INTRODUCTION: Catheter-related infection (CRI) is a major cause of morbidity and mortality in patients receiving hemodialysis. Antibiotic locking of these catheters has been shown to increase both the success of systemic antibiotic treatment in line sepsis, and to reduce the incidence of sepsis. We have studied the use of gentamicin locking of catheters (in combination with standard heparin rather than previously reported citrate) to reduce CRI rates. Furthermore, we have investigated the effects of this strategy on epoetin requirements and vascular access function.

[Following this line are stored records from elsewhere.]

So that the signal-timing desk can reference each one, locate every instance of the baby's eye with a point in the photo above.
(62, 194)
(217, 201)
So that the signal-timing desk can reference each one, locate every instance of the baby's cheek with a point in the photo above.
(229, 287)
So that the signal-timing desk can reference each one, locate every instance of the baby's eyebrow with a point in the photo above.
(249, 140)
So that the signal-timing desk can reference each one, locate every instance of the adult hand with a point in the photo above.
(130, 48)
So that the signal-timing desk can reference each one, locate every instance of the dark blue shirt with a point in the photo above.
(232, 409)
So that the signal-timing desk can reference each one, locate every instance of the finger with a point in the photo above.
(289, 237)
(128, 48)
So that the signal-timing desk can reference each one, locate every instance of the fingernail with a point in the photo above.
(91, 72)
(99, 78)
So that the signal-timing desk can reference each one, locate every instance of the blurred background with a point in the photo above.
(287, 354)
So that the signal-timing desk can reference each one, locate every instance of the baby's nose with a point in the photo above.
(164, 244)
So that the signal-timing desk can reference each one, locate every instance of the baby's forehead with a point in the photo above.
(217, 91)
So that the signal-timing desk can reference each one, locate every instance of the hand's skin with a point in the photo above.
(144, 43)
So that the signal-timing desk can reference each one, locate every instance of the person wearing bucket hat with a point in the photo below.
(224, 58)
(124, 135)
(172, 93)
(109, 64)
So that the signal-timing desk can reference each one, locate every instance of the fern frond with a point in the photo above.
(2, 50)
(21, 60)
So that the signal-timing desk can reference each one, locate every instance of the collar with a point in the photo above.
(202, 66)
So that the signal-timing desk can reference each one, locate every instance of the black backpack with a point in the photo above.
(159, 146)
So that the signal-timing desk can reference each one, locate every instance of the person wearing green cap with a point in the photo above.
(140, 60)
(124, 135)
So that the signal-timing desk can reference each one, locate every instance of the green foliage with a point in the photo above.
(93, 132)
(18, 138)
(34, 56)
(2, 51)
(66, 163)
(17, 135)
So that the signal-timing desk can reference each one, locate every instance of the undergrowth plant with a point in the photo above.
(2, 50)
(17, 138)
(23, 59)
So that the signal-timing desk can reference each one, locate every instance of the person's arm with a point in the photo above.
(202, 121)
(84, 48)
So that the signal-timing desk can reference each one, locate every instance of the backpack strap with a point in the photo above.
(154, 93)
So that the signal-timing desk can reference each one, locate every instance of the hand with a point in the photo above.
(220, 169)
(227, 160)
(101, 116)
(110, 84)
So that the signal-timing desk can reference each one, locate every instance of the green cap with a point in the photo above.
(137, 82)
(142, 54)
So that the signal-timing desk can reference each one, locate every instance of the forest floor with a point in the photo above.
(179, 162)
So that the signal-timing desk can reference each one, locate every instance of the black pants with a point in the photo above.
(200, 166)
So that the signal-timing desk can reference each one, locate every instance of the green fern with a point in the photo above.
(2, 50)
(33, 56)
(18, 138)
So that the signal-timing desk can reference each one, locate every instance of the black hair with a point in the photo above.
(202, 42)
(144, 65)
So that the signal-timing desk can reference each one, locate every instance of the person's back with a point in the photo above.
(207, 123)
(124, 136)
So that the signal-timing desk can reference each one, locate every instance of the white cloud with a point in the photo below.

METHODS: Fifty patients were studied. Patients were randomized to catheter-restricted filling with either standard heparin (5000 IU/mL) alone, or gentamicin and heparin (5 mg/mL). Epoetin requirements and hemoglobin response were monitored over the study period.

RESULTS: The gentamicin-locked group suffered only one infective episode (0.3/1000 catheter days) compared to 10 episodes in six patients in the heparin alone group (4/1000 catheter days, P= 0.02). The isolated organisms were equally split between Staphylococcal species and coliforms. There were no statistically significant differences in delivered dialysis dose (Kt/V) or QA between the two groups. Use of antibiotic locking was associated with both a higher mean hemoglobin (10.1 +/-0.14 g/dL vs. 9.2 +/- 0.17 g/dL in the heparin group, P= 0.003) and a lower mean epoetin dose (9000 +/- 734 IU/week vs. 10790 +/-615 IU/week in the heparin group, P= 0.04).

CONCLUSION: The practice of locking newly inserted tunneled central venous catheters with gentamicin and heparin is an effective strategy to reduce line sepsis rates, and is associated with beneficial effects on epoetin requirements.